In March 1894, Isabella Stewart Gardner received a copy of her friend and art dealer Bernard Berenson's new book, The Venetian Painters of the Renaissance. Their friendship stretched back to the late 1880s, when he was a student at Harvard, and she helped fund his first trip to Europe, where he established himself as an art historian.
The topic of Gardner and Berenson’s correspondence soon turned to art. “How much do you want a Botticelli?” he wrote. “Lord Ashburnham has a great one—one of the greatest: a Death of Lucretia… I understand that, although the noble lord is not keen about selling it, a handsome offer would not insult him. I should think it would have to be about £3,000.”
The Fifth Earl
To say that Lord Ashburnham was "not keen on selling it" was misleading. The young earl was actively in the process of selling off his family's collection of artworks and precious manuscripts, including the Story of Lucretia.
A Bluechip Name
Botticelli was a bluechip name highly valued by collectors in Europe, but not one of his paintings had yet reached the United States. As if that was not incentive enough, Lucretia was a masterpiece, depicting the story of the ancient Roman heroine whose death led to the foundation of the Roman Republic.
The story of a powerful woman may well have appealed to Isabella. But the opportunity to acquire a large, well-preserved, and relatively unknown Botticelli must have been impossible to turn down. Berenson had skillfully tapped into Gardner's tastes, competitive spirit, and passion for quality.
At £3,400, the Botticelli ultimately cost more than Berenson had originally suggested. This was a lot of money, more than three times the average price of a home in the United States. But she could not resist. In the end, Gardner paid £3,200 for the painting, plus an additional commission of £200 to Berenson. Lord Ashburnham received £2,500 (minus a £50 commission to the art dealer Colnaghi, who had secured the picture for Berenson). Thrilled with her new acquisition, Gardner rewarded Berenson with a generous Christmas present, a small watercolor landscape by Camille Pissaro.
At 152 Beacon
Gardner hung her new Botticelli in the Red Drawing Room in her house at 152 Beacon Street. Opposite Rembrandt’s Self-Portrait Age 23, its location was ideal for showing off to visitors.

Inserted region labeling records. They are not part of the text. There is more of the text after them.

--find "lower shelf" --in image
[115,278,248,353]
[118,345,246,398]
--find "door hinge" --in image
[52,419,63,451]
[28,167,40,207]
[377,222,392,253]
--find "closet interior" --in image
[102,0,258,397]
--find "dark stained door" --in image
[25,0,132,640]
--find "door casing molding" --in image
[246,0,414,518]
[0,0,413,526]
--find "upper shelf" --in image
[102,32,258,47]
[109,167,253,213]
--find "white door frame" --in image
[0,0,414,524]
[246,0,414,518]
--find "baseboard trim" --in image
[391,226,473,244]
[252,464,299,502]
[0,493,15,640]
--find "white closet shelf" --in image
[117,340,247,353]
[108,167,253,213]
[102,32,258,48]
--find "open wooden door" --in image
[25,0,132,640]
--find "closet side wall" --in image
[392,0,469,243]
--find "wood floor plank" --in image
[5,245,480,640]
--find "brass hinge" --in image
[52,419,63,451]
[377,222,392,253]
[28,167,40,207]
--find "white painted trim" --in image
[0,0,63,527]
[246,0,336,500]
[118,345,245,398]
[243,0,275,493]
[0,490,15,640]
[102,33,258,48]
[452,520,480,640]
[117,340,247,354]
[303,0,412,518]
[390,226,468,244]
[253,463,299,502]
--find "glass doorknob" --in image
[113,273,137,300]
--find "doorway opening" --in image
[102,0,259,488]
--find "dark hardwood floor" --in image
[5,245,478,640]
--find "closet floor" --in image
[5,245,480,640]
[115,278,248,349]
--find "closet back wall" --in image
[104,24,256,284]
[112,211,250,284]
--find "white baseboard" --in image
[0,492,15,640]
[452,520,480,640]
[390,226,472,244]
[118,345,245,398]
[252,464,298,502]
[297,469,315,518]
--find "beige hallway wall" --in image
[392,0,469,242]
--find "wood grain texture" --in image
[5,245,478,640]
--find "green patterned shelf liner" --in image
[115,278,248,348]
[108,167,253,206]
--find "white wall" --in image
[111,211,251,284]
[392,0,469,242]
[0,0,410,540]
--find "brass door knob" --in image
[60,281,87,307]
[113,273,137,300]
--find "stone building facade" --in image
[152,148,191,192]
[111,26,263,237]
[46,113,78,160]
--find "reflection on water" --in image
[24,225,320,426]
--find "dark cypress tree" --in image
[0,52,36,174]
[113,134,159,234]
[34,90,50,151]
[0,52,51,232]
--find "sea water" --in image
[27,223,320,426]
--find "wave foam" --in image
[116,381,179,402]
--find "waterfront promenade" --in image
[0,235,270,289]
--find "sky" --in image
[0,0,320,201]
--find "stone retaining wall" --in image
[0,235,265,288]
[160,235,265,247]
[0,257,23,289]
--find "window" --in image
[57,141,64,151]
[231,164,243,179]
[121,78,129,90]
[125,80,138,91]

A friend wrote to her in admiration, “Really, we shall have to put up a statue to you, right under the picture, and when the haughty New Yorkers come here and ask with an aristocratical sneer whether we have any pictures in our Museum as good as the Marquand Collection, we shall say—casually—“ oh yes—we have the best Botticelli in America—would you like to look at it?” And we shall watch them wilt and slink away.
Gardner kept a handwritten catalogue of her most prized works. She included a photograph of Lucretia above an article by Berenson describing its salient features.
In the Raphael Room
When Gardner completed her Museum and opened it to the public in 1903, she hung Botticelli’s Lucretia in the Raphael Room on a wall of greatest hits. The first Botticelli in America joined the first Raphael (Count Tommaso Inghirami) and the first Carlo Crivelli (Saint George Slaying the Dragon).
As Gardner’s collection expanded, she eventually moved the painting to the wall on the opposite side of the door, preserving its location in this important room. It has remained there until February 2019, when it was removed and hung in the Hostetter Gallery for the special exhibition, Botticelli: Heroines + Heroes.